And long after his partner was on the phone breaking the news, and long after his partner was off the phone again and all the wheels of procedure had started to turn, he kept walking back and forth in there shouting “I got him! I got him!” High on victory, souped-up with the lovely, the lovable end to a bitter and deadly hate.
Until they had to sit him down in a chair and slip him a nip of the dead man’s Courvoisier to help him to unwind. And even then—
“I got him!...
“I got him for him!...
“I got him!”
I’m Ashamed
Every Saturday night he and Warren used to get together after supper and go downtown. Downtown was a special sort of place, a grown-up sort of place. Just like Saturday night was a special sort of night. Downtown was a Saturday night sort of place.
They’d meet on the next corner, where Hillside Avenue cut through Pomeroy Street and ran down the hill, and on into downtown. Warren lived over on one side of Hillside Avenue, and he on the other, so this meeting-place was about equidistant from both their houses and served conveniently. You had to go along Hillside Avenue to get downtown, anyway: there was no other way. At least not from up there on the Heights, the residential section, where they both lived.

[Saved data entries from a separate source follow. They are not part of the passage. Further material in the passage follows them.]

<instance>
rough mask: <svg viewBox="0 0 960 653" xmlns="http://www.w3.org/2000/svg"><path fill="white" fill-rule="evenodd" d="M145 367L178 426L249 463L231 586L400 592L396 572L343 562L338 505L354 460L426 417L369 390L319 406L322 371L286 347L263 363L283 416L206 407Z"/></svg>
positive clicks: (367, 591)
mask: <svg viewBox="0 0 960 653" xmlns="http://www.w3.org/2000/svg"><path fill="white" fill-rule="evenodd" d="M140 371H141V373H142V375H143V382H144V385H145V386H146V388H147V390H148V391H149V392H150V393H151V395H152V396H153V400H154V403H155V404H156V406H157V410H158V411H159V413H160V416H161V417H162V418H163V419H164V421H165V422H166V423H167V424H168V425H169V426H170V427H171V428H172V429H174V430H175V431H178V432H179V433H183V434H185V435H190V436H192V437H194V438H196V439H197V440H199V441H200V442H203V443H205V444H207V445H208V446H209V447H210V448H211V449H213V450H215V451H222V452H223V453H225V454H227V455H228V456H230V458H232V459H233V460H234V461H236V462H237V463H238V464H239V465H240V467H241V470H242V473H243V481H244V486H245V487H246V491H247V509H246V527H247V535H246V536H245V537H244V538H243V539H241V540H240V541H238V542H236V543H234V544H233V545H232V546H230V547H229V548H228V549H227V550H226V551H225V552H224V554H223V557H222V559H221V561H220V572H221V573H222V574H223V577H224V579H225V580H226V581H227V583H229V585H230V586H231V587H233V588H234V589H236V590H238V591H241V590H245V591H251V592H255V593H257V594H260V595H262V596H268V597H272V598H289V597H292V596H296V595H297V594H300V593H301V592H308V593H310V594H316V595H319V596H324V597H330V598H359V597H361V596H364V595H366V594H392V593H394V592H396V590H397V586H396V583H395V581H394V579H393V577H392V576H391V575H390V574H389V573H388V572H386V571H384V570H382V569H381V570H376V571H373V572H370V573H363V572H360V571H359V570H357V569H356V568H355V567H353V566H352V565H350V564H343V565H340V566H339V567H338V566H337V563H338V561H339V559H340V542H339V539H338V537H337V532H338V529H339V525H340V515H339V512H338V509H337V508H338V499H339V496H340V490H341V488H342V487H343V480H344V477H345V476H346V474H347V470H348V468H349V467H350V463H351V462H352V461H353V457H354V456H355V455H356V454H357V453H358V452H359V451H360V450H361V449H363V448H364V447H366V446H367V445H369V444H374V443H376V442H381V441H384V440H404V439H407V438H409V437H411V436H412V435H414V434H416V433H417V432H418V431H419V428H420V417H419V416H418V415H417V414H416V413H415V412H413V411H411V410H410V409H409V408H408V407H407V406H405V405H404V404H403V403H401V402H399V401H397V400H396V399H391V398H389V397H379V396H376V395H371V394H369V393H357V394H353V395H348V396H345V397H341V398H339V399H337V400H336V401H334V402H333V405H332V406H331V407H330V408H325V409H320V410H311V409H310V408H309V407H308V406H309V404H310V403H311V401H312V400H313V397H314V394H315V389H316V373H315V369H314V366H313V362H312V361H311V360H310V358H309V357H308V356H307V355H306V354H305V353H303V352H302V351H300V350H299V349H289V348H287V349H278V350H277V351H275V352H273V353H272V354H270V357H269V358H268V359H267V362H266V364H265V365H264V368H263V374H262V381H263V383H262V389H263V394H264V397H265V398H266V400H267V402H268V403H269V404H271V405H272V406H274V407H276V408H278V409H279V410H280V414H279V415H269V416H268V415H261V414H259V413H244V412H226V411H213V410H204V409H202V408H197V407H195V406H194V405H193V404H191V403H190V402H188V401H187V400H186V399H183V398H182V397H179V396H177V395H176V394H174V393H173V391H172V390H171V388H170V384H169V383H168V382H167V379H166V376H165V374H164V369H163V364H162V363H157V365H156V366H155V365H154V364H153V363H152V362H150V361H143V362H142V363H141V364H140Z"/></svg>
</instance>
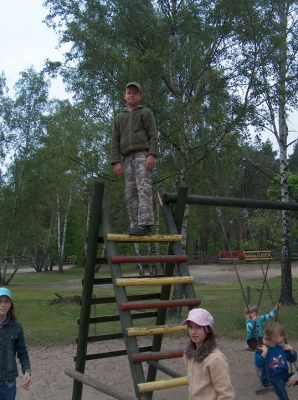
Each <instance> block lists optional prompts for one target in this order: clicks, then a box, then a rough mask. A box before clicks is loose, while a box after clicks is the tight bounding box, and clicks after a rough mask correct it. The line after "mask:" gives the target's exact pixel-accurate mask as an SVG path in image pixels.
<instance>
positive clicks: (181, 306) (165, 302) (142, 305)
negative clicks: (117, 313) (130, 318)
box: [120, 299, 201, 311]
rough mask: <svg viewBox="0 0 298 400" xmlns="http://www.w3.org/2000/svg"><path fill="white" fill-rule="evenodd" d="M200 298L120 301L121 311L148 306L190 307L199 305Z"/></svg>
mask: <svg viewBox="0 0 298 400" xmlns="http://www.w3.org/2000/svg"><path fill="white" fill-rule="evenodd" d="M200 304H201V299H182V300H159V301H147V302H146V301H140V302H139V301H131V302H128V303H121V305H120V309H121V311H130V310H146V309H149V308H168V307H184V306H185V307H186V306H188V307H190V306H199V305H200Z"/></svg>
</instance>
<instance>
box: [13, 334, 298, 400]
mask: <svg viewBox="0 0 298 400" xmlns="http://www.w3.org/2000/svg"><path fill="white" fill-rule="evenodd" d="M185 343H186V340H184V339H171V340H169V339H164V343H163V349H164V350H166V349H172V350H177V349H181V348H183V347H184V345H185ZM107 346H109V345H107V344H105V348H107ZM218 347H219V348H220V350H221V351H222V352H223V353H224V354H225V355H226V356H227V358H228V360H229V364H230V370H231V379H232V383H233V385H234V387H235V391H236V399H238V400H252V399H257V398H260V399H268V400H271V399H272V400H273V399H276V397H275V395H274V394H273V393H269V394H265V395H264V396H257V395H256V393H255V391H256V390H257V389H259V388H260V383H259V380H258V377H257V375H256V372H255V369H254V353H252V352H249V351H246V345H245V343H244V342H240V341H230V340H227V339H223V338H219V339H218ZM29 351H30V358H31V363H32V383H31V385H30V388H29V390H28V391H24V390H23V389H21V388H20V384H21V378H19V381H18V387H19V388H18V394H17V400H40V399H41V398H42V399H43V400H53V399H57V400H71V398H72V384H73V380H72V378H70V377H68V376H67V375H65V373H64V371H65V369H72V368H73V367H74V362H73V356H74V355H75V352H76V348H75V345H67V346H66V345H65V346H59V347H47V348H45V347H35V348H29ZM161 363H162V364H163V365H166V366H168V367H169V368H170V369H172V370H174V371H176V372H178V373H180V374H181V375H185V368H184V364H183V360H182V359H175V360H168V361H162V362H161ZM144 369H145V370H147V364H144ZM85 374H86V375H88V376H90V377H92V378H94V379H97V380H98V381H101V382H103V383H105V384H106V385H109V386H111V387H113V388H115V389H118V390H120V391H122V392H123V393H126V394H130V395H132V396H134V389H133V384H132V378H131V374H130V370H129V366H128V362H127V358H126V357H117V358H113V359H106V360H96V361H89V362H87V364H86V371H85ZM158 379H168V376H166V375H164V374H163V373H161V372H159V373H158ZM288 393H289V398H290V399H291V400H294V399H298V387H294V388H290V389H289V390H288ZM153 398H154V399H157V400H167V399H172V400H181V399H186V398H187V387H186V386H184V387H180V388H176V389H168V390H160V391H155V393H154V396H153ZM82 399H83V400H95V399H97V400H106V399H111V397H109V396H108V395H105V394H103V393H101V392H99V391H97V390H95V389H93V388H91V387H88V386H86V385H85V386H84V389H83V397H82ZM206 400H208V399H206Z"/></svg>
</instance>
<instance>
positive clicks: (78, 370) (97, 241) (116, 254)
mask: <svg viewBox="0 0 298 400" xmlns="http://www.w3.org/2000/svg"><path fill="white" fill-rule="evenodd" d="M185 191H186V193H185ZM103 192H104V185H103V183H102V182H96V184H95V187H94V195H93V201H92V210H91V216H90V226H89V232H88V246H87V259H86V268H85V275H84V282H83V294H82V304H81V316H80V320H79V335H78V339H77V343H78V345H77V356H76V359H75V360H76V366H75V371H73V372H71V371H69V370H67V374H68V375H70V376H73V377H74V378H75V380H74V386H73V397H72V400H81V398H82V387H83V383H85V384H88V383H87V379H86V378H85V379H83V378H82V377H81V378H78V374H84V369H85V362H86V361H87V360H92V359H99V358H106V357H114V356H119V355H127V357H128V361H129V366H130V370H131V374H132V379H133V384H134V390H135V395H136V398H141V399H146V400H147V399H151V398H152V395H153V392H154V391H155V390H160V389H168V388H172V387H178V386H182V385H187V378H186V377H185V376H180V375H179V374H177V373H176V372H174V371H172V370H170V369H168V368H166V367H164V366H162V365H161V363H160V362H159V361H160V360H165V359H171V358H177V357H182V356H183V351H182V350H180V349H179V350H177V349H174V350H173V351H167V352H163V351H161V347H162V338H163V335H164V334H167V333H177V332H185V331H186V327H185V326H182V325H181V324H176V325H166V316H167V311H168V309H169V308H170V307H188V308H189V309H191V308H194V307H197V306H199V305H200V299H198V298H196V295H195V291H194V288H193V281H194V279H193V277H191V276H190V275H189V270H188V265H187V261H188V257H187V256H186V255H184V253H183V249H182V245H181V239H182V238H181V235H180V234H179V231H181V224H182V219H183V214H184V208H185V204H186V203H185V202H183V198H184V199H185V200H186V195H187V189H186V190H185V189H184V188H182V189H181V192H180V196H179V193H178V200H177V204H176V210H175V213H173V212H172V209H171V208H170V207H169V205H168V204H164V203H163V201H162V196H163V191H160V192H159V200H160V204H161V210H162V214H163V217H164V219H165V222H166V227H167V231H168V234H167V235H152V236H151V235H150V236H130V235H122V234H112V233H111V232H112V229H111V223H110V218H109V211H108V206H107V202H106V199H105V197H104V193H103ZM181 212H182V218H181V215H180V214H181ZM177 225H178V226H177ZM100 228H101V231H102V236H101V237H99V229H100ZM98 242H104V245H105V252H106V255H107V258H106V259H105V260H102V259H101V260H100V262H101V263H103V262H108V264H109V269H110V277H109V278H96V279H95V277H94V273H95V265H96V263H98V262H99V260H98V258H97V257H96V255H97V254H96V253H97V245H98ZM119 242H120V243H134V242H138V243H148V242H151V243H156V242H164V243H167V244H168V248H169V254H167V255H161V256H159V255H152V256H140V255H138V256H125V255H119V254H117V243H119ZM148 262H152V263H154V262H162V263H165V267H164V274H163V275H159V276H149V277H139V276H138V277H136V276H127V275H125V274H124V273H123V271H125V265H126V264H128V263H148ZM176 266H177V270H178V276H175V267H176ZM107 283H110V284H112V285H113V288H114V294H115V296H110V297H99V298H94V297H93V296H92V293H93V286H94V285H100V284H107ZM172 285H182V287H183V293H184V297H185V299H179V300H170V296H171V287H172ZM156 286H160V290H159V291H158V293H152V289H151V290H149V292H148V293H145V289H144V288H146V287H149V288H152V287H156ZM136 287H138V288H142V294H132V295H130V294H129V290H130V289H129V288H136ZM112 302H116V303H117V308H118V314H116V315H110V316H95V317H94V316H93V317H90V312H91V306H92V304H107V303H112ZM148 310H152V311H148ZM148 318H150V319H151V320H153V319H154V323H153V324H151V325H149V326H146V325H145V326H139V320H142V319H147V320H148ZM112 321H120V332H116V333H111V334H105V335H89V325H90V323H99V322H112ZM134 321H135V324H134ZM135 325H137V326H135ZM143 336H146V337H148V336H151V337H152V344H151V345H150V346H143V347H141V346H139V345H138V338H139V337H143ZM120 338H121V339H124V343H125V349H121V350H114V351H112V352H102V353H97V354H88V355H86V349H87V343H89V342H95V341H103V340H111V339H120ZM144 362H147V363H148V365H149V367H148V372H147V376H146V377H145V372H144V370H143V364H142V363H144ZM158 370H161V371H163V372H165V373H166V374H168V375H169V376H170V377H171V379H166V380H160V381H156V374H157V371H158ZM89 380H90V378H89ZM93 387H94V386H93ZM100 387H101V388H102V391H104V390H107V389H106V387H105V385H104V384H101V383H100V382H97V386H96V389H97V390H101V389H100ZM104 392H105V393H107V392H106V391H104ZM110 395H111V396H112V397H115V398H123V399H124V398H125V396H126V395H125V394H123V396H124V397H117V396H118V394H117V393H116V394H115V393H112V392H111V393H110ZM127 396H128V397H127V398H129V397H131V396H129V395H127Z"/></svg>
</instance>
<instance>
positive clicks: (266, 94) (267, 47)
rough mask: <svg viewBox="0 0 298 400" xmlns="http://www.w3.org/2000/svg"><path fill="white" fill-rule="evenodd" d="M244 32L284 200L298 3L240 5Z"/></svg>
mask: <svg viewBox="0 0 298 400" xmlns="http://www.w3.org/2000/svg"><path fill="white" fill-rule="evenodd" d="M245 5H246V7H245V9H244V10H243V13H245V18H244V19H245V21H246V24H247V26H248V31H249V34H247V32H246V35H245V36H246V38H244V37H243V43H244V45H245V46H247V50H248V49H252V48H253V49H256V52H257V54H258V56H257V57H258V65H259V67H258V68H257V69H256V73H255V79H254V98H255V106H256V110H257V113H258V114H257V118H256V120H255V122H256V124H257V126H258V129H259V130H263V131H267V132H270V133H271V134H272V135H273V137H275V139H276V141H277V144H278V148H279V172H280V194H281V201H283V202H289V201H290V194H289V185H288V175H287V170H288V159H287V156H288V155H287V150H288V147H289V145H290V144H292V143H288V119H289V115H290V112H291V110H293V109H297V100H298V98H297V93H298V91H297V89H298V57H297V55H298V48H297V37H298V5H297V2H295V1H268V2H266V3H264V2H249V1H247V2H245ZM290 246H291V238H290V212H289V211H283V215H282V235H281V249H282V250H281V301H282V302H283V304H294V303H295V301H294V299H293V295H292V272H291V254H290Z"/></svg>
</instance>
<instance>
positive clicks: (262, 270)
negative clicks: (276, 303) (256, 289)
mask: <svg viewBox="0 0 298 400" xmlns="http://www.w3.org/2000/svg"><path fill="white" fill-rule="evenodd" d="M242 212H243V215H244V219H245V223H246V226H247V228H248V231H249V235H250V237H251V241H252V244H253V248H254V249H255V251H256V253H257V254H258V248H257V245H256V241H255V238H254V234H253V231H252V228H251V224H250V222H249V221H250V220H249V216H248V211H247V209H246V208H243V209H242ZM258 260H259V262H260V266H261V271H262V274H263V277H264V280H263V285H262V289H261V293H260V297H259V303H258V308H260V305H261V299H262V296H263V291H264V286H265V284H266V287H267V290H268V293H269V296H270V300H271V302H272V304H273V303H274V301H273V296H272V293H271V290H270V287H269V284H268V281H267V275H268V270H269V265H270V258H269V259H268V263H267V268H266V271H265V270H264V265H263V262H262V259H261V258H260V257H258ZM277 311H278V310H277Z"/></svg>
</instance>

Warren was usually already there waiting for him when he got there. That was because they started supper a little earlier at Warren’s house than they did at his, and therefore they got through a little earlier. The difference was not much, only about ten or fifteen minutes. Just long-standing family habits. And that being the case, the small gap between the two never had a chance to close up, be eliminated. Therefore, Warren was always there first. As he was now.
Warren was lounging with his back against a tree smoking a cigarette with an aplomb it had taken him some pains to acquire. He now had it down pat, however, and was a perfected smoker. All the earlier unevennesses of gesture, the raggednesses of manipulation, had been smoothed out now. The one remaining vestige of the ingénue (and this would go too, very shortly) was one that was not visible to the eye; he was still inwardly impressed by the act himself each time he performed it, entire matter-of-factness was yet to come. Bruce knew this because he felt that way too; they had kept pace in this as in everything else.
Warren’s spare elongated form and the young tree-trunk he had his shoulders tilted against bore an odd similarity of outline when viewed from a distance. It looked like one of those trees with a bow-shaped double trunk; one ash-gray, the other piebald tan, white and pink.
They exchanged no greeting whatever. They had parted less than an hour before, after being together the greater part of the afternoon, so there was no real reason to. Warren simply detached himself from the tree and fell into stride alongside Bruce, trailing an occasional gauzy kerchief of cigarette-smoke over his shoulder.
The night was splendid, but like the young they were, they had no time to contemplate it. Only the other young interested them. Prismatically it was mostly blues of all shades, from the indigo of the sweeping arch overhead, down the chromatic scale through the marine blue of the leafy coverage over them and of the lawns and hedges they passed, the periwinkle of their own stilt-walking shadows as they moved on past a light, the cobalt that in the daytime was the white trim of doorways and of window-frames, to finally the azure of Warren’s cigarette-smoke; all sprinkled above with crystals that were stars, and streaked below with gold and garnet stripes that were the passing to and fro of cars. And before and below them a heliotrope haze where the lights of downtown lay bedded on the depression-floor they were descending toward. It was a night as though there had never been night before, and never would be again; only this once, to show the supreme beauty of its face.
Warren’s first remark came after nearly a block of lithe, effortless striding. “How much’ll you bring with you?”
“Eight bucks,” answered Bruce. “How much’d you?”
“Three.”
“That’s eleven between us,” said Bruce arithmetically.
“How’d you get so much?” Warren asked him, impressed. “Borrow it from your father?”
“My father isn’t home, he’s entertaining a customer from out of town,” Bruce told him. “I saved it up myself.”
The conversation lagged again. They were together so constantly that there was very little, actually, for them to talk about. Warren began whistling. A new song that was starting to come on the records and over the air. Bruce joined in as soon as he had recognized it. They whistled well together, ebulliently, carefree, unself-conscious as only the young can be. Only, they didn’t know the whole song, so they had to go back each time and repeal the few bars they did know.